Lunch seminar with Ezgi Özlü

Cause Lawyers before the European Court of Human Rights

Abstract

Cause lawyers are considered to be committed to lofty goals, which include protecting the rule of law and advancing human rights. Praised as the most effective human rights regime in the world and an important player in European politics, the European Court of Human Rights (ECtHR) has been a topical judicial forum for lawyers who noticed the potential of the European Convention on Human Rights (ECHR) as a basis to break new legal ground in the national systems. Institutions do, however, change. Today, this Court is accepted to be self- restrained, and it has been more and more balanced and cautious about states’ concerns.

The mobilisation of the ECHR law depends on who brings which case and which cases pass the admissibility stage. The ECHR scholarship has demonstrated that most of the reform process resulted in the risk of jeopardising the very essence of the right of individual petition. Similarly, the ECtHR application is generally resource-intensive, considering the skills and time required of lawyers (for complex cases in particular, depending on the expertise of the lawyer). Social movement actors, lawyers and expert NGOs can form ‘support structures’ for individual litigants and equip them with the necessary financial means and expert knowledge. Nevertheless, not all individuals have equal access to support structures that help them reach international courts.

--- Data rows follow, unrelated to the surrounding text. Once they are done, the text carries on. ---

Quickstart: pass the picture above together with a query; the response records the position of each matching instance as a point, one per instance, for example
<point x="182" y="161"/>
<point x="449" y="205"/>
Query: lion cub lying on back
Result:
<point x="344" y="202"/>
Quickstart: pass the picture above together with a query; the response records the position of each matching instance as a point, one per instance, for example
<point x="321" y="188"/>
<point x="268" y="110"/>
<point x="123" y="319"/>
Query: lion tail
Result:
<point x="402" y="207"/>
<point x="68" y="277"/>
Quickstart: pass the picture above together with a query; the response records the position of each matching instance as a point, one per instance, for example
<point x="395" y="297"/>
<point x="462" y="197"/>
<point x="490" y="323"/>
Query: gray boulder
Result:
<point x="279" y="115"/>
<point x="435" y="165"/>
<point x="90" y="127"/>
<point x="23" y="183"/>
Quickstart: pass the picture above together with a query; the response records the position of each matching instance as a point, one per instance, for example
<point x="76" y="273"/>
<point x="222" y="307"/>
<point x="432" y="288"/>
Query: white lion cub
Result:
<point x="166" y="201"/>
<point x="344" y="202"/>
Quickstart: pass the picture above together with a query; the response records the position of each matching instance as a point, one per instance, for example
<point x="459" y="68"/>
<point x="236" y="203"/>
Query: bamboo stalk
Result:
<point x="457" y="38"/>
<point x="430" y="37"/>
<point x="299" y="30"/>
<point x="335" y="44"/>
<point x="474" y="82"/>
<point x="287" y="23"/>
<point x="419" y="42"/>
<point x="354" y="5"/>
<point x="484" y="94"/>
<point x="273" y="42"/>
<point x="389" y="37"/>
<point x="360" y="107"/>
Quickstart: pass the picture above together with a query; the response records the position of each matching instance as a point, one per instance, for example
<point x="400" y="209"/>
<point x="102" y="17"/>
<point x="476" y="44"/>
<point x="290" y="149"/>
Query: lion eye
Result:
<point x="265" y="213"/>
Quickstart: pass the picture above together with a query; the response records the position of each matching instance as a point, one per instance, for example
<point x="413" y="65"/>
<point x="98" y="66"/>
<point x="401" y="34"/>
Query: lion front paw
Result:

The research question at hand is to what extent do cause lawyers transform the case law of the European Court of Human Rights. Four broad steps are adopted for the moment: The first step will be selecting the cause lawyers that I examine in the further steps. The selection process will be through a quantitative analysis of the Strasbourg case law of the last twenty years. The second step will be a systemic analysis of these selected cases. The third step will be conducting interviews with the ECtHR Judges, Registry lawyers, and lawyers from the Execution Department. The fourth step will be a prosopographic analysis of cause lawyers as ‘professionals/actors’, their backgrounds, career paths, and their interaction with other actors. This project aims to contribute to the existing scholarship on how victims and representatives experience ECHR litigation and deepen the understanding of cause lawyering.

Speaker bio

Ezgi Özlü is a Postdoctoral researcher at the Luxembourg Center of European Law (University of Luxembourg). She holds a PhD from the University of Strasbourg, where she examined how procedural costs affect the right of individual application before the European Court of Human Rights. During her PhD, she was a research fellow at the Max Planck Institute Luxembourg for Procedural Law, the Department of International Public Law and Dispute Resolution (September 2019-December 2023). Previously, she worked for the update of the memorandum of just satisfaction awards at the Department for the Execution of Judgments of the European Court of Human Rights and as a research and teaching assistant of constitutional law at the University of Kocaeli (from 2014 to 2016). Admitted to Istanbul Bar, she holds LLMs in human rights law (University of Strasbourg, 2017) and public law (University of Galatasaray, 2015).

Ezgi’s area of research covers questions relating to access to justice (e.g. legal aid, procedural costs, admissibility requirements, reparations), lawyers (e.g. legal mobilisation, legal ethics, litigation funding) and several procedural aspects of international adjudication more broadly. During her stay at the iCourts, she will be working on her project about cause lawyers and human rights mechanisms.